Porque ese es el verdadero núcleo del asunto: la impresión de que el diálogo con las cofradías no se concibe como parte estructural del proceso, sino como un trámite posterior a la difusión pública del discurso ya elaborado, reduciendo a las hermandades a la mera condición de sumisos oyentes. Y cuando esa percepción se consolida, el daño no es solo organizativo, sino profundamente simbólico, porque transmite la idea de que la interlocución con las hermandades es prescindible, secundaria y sometida a un progresivo ninguneo, cuando en realidad constituye el fundamento mismo de cualquier reglamentación que aspire a ser legítima y no meramente impuesta.

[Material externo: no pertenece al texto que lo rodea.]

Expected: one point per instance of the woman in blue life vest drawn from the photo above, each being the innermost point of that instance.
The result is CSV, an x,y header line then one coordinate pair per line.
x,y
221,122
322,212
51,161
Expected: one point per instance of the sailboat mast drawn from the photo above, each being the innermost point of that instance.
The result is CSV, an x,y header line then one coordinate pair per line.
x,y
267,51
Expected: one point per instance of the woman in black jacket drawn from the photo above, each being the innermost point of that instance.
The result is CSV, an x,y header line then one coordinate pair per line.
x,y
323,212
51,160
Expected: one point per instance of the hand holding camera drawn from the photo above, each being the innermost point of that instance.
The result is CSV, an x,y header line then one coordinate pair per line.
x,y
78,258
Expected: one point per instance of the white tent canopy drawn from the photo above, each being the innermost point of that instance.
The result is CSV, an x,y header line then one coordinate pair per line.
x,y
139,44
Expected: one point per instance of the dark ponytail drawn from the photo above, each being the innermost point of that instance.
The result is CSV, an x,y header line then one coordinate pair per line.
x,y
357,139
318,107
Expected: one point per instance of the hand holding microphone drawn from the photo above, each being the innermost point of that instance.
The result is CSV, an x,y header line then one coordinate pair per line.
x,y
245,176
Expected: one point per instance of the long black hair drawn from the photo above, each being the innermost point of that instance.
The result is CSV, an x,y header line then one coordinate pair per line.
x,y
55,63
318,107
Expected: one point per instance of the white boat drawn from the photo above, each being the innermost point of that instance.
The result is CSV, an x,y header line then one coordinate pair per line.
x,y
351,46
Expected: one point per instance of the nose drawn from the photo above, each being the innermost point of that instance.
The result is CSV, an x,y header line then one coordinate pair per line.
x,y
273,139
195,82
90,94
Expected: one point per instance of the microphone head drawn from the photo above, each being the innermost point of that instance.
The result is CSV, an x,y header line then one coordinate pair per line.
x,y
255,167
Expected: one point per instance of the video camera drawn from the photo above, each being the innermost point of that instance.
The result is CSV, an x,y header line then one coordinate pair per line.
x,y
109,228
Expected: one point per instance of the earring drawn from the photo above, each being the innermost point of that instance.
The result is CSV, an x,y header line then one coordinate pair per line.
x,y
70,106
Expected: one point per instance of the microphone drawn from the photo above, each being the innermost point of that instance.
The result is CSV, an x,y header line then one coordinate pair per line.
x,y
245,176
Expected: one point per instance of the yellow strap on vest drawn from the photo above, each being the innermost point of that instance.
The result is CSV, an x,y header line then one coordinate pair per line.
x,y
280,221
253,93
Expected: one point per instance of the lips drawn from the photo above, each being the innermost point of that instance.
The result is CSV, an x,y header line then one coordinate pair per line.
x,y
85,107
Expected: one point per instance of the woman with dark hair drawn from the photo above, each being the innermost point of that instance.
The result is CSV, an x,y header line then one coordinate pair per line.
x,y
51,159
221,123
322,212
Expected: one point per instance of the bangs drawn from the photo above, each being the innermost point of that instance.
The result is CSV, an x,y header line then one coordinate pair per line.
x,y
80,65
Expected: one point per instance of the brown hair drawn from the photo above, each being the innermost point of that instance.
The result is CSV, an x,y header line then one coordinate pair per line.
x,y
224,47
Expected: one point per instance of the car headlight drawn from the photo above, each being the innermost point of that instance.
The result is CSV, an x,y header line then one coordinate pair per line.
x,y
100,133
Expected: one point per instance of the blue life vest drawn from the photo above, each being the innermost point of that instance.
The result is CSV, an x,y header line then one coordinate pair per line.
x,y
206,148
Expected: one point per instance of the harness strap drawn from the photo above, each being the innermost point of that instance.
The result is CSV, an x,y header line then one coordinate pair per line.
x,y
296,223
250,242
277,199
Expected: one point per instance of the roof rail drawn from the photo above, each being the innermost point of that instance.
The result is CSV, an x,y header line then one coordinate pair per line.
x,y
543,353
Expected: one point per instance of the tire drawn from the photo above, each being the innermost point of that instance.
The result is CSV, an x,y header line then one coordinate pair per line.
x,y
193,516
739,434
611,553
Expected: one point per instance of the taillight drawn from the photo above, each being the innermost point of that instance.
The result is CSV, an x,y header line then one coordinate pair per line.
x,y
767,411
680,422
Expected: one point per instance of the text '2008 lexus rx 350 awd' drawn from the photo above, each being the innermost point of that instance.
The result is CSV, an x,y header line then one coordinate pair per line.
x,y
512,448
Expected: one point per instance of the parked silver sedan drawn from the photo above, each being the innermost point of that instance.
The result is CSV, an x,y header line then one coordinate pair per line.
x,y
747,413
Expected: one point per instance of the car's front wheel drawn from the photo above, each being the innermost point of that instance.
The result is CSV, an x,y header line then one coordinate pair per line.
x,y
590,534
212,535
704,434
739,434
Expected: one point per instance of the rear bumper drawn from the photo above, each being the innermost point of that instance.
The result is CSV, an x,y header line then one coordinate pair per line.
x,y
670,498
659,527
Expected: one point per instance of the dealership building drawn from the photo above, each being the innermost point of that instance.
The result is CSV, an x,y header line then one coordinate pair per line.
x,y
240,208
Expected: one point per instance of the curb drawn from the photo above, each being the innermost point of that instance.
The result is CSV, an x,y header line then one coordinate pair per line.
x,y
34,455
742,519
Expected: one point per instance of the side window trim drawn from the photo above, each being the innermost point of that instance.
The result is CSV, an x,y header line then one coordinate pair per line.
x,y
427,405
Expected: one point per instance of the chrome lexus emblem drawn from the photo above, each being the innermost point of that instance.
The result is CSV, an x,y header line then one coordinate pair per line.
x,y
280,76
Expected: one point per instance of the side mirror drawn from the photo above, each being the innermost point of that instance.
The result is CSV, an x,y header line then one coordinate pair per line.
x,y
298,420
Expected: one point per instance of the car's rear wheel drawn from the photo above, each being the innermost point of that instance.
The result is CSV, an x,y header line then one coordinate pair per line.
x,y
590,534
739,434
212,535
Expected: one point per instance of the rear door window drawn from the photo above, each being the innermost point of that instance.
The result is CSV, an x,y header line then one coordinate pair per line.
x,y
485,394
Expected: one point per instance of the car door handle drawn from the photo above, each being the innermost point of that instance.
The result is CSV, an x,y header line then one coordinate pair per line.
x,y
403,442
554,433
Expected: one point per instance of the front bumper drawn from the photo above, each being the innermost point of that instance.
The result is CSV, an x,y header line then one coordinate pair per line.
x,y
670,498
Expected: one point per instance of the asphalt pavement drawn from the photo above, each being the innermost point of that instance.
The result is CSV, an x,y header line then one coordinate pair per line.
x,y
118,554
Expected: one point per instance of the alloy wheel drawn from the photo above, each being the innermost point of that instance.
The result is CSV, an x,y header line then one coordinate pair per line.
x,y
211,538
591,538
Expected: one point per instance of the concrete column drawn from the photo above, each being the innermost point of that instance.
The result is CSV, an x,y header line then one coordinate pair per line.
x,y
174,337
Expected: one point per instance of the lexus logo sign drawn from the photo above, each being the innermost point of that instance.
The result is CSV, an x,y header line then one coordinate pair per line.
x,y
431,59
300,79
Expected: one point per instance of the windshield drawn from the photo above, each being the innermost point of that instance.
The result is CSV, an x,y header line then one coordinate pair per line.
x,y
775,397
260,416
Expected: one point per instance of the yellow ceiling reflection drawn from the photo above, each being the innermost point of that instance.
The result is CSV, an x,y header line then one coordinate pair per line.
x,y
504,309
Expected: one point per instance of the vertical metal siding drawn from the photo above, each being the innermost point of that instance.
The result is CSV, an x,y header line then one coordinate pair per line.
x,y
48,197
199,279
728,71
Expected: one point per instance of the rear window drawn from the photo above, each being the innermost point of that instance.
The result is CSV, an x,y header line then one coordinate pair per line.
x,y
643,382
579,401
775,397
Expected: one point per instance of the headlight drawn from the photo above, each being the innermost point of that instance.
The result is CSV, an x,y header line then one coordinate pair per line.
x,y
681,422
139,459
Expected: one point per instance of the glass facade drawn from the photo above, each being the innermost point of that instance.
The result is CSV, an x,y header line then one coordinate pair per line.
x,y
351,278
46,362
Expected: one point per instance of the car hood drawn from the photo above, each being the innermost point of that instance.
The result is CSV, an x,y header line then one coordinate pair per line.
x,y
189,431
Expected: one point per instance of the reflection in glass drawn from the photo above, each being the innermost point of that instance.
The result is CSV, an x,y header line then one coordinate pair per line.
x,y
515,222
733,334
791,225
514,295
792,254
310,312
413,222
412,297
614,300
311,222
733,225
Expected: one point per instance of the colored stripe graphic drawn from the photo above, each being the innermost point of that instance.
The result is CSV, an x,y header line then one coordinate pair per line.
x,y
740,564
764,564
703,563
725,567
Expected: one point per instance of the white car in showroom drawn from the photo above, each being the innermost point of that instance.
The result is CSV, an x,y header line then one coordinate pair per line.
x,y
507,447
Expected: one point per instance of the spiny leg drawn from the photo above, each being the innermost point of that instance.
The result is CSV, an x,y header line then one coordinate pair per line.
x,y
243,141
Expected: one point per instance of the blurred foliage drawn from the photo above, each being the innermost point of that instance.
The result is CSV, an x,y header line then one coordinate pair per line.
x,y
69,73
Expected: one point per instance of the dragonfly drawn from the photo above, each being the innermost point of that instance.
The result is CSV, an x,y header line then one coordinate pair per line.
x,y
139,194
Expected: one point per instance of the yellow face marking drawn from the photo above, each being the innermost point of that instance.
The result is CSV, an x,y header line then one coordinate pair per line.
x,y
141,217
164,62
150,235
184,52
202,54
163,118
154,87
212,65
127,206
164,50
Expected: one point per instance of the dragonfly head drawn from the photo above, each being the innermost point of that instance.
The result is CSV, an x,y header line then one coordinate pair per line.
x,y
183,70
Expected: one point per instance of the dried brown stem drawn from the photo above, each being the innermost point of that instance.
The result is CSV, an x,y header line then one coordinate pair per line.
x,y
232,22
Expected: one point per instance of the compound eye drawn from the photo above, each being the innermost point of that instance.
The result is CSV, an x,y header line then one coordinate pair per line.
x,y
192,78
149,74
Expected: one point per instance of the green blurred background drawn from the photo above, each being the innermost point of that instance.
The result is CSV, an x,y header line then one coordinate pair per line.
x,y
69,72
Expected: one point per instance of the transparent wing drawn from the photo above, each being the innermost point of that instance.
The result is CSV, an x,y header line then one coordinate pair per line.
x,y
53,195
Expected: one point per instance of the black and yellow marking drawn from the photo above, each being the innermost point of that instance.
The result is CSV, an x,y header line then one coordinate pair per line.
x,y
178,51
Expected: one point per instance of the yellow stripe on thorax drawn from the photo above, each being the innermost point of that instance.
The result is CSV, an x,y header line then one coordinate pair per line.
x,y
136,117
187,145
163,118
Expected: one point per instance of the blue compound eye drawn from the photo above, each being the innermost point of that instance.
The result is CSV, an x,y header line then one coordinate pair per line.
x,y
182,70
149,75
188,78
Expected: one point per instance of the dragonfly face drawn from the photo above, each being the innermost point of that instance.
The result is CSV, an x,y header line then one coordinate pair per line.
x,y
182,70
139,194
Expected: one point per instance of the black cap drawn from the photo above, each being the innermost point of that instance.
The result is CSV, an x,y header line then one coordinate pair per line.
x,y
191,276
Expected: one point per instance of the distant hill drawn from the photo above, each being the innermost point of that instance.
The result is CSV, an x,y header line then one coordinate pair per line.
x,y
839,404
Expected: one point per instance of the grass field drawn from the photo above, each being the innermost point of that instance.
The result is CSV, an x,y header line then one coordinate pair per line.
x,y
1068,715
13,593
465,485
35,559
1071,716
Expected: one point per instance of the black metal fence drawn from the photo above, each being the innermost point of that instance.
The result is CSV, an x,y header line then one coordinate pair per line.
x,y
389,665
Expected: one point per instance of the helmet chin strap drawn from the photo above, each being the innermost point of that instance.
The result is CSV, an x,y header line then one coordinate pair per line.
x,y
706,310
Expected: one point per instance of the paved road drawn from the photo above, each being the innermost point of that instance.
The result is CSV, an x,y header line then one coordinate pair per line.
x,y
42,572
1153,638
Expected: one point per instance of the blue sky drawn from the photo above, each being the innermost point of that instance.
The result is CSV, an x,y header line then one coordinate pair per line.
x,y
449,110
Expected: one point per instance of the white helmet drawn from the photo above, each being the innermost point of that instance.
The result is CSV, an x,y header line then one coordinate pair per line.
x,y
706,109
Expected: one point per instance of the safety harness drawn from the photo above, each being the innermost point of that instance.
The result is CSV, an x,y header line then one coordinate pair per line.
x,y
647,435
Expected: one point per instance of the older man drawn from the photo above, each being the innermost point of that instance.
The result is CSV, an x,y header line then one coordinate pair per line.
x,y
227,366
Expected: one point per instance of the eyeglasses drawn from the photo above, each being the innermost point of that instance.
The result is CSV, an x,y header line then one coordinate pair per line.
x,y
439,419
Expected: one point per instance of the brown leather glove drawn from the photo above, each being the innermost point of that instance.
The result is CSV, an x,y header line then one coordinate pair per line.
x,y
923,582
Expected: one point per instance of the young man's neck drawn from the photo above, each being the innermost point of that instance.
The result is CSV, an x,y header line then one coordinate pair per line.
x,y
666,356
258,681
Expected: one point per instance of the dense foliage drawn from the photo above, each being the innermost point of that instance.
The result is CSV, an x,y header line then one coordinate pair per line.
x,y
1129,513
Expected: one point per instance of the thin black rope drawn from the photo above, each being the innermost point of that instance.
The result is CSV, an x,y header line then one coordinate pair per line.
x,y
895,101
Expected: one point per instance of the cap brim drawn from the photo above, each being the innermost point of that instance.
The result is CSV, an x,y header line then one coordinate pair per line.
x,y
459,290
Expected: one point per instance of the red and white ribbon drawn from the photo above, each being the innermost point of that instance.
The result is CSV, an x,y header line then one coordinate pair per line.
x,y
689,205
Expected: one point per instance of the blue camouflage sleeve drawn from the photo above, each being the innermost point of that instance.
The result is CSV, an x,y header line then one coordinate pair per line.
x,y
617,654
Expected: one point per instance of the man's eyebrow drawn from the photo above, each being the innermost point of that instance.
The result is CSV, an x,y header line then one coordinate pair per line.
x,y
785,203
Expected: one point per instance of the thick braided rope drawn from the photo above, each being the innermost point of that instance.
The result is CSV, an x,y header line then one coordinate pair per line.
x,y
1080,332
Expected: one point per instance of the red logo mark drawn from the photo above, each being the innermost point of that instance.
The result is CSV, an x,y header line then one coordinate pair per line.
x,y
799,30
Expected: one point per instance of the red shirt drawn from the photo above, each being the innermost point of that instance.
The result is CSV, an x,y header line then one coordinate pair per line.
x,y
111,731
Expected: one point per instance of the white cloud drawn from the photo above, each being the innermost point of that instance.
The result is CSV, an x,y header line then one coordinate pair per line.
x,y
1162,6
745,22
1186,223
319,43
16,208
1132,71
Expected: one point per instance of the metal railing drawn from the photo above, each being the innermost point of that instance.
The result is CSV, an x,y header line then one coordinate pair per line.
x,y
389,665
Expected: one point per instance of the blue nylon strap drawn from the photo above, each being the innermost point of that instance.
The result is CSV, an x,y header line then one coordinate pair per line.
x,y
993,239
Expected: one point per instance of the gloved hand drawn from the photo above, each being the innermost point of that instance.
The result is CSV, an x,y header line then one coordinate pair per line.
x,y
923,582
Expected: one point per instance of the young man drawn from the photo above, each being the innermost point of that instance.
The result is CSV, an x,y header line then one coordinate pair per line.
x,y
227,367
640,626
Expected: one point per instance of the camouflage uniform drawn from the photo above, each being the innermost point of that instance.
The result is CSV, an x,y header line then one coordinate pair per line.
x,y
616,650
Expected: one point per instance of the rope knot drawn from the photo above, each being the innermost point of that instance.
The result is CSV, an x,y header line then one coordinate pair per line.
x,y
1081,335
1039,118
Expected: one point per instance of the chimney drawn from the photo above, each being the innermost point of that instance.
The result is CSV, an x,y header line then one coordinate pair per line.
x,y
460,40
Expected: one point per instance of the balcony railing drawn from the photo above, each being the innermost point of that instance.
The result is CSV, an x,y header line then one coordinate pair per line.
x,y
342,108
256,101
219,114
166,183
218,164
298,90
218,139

De este modo, la cuestión trasciende la anécdota de la televisión o la agenda institucional y se convierte en un síntoma más amplio: el de una forma de gobernanza en la que el espacio público de exposición adquiere más peso que el espacio interno de escucha. Y ante eso, la pregunta vuelve a emerger con insistencia: si hay tiempo para acudir a justificar lo injustificable y, de paso, darse un pequeño baño de masas, mientras no se encuentra el momento para reunirse con las cofradías, ¿qué lugar real ocupan estas en el esquema de prioridades? Porque cuando esa asimetría se normaliza, lo que queda no es solo una mala planificación, sino una forma sutil —pero eficaz— de desplazar a las hermandades del centro real de la decisión, de reducir su voz a un eco cada vez más distante dentro del propio entramado que, en teoría, debería escucharlas y no condenarlas a un menosprecio que se podrá intentar justificar, detrás de una retahíla de palabras huecas, pero que en realidad encierra un desdén absolutamente bochornoso.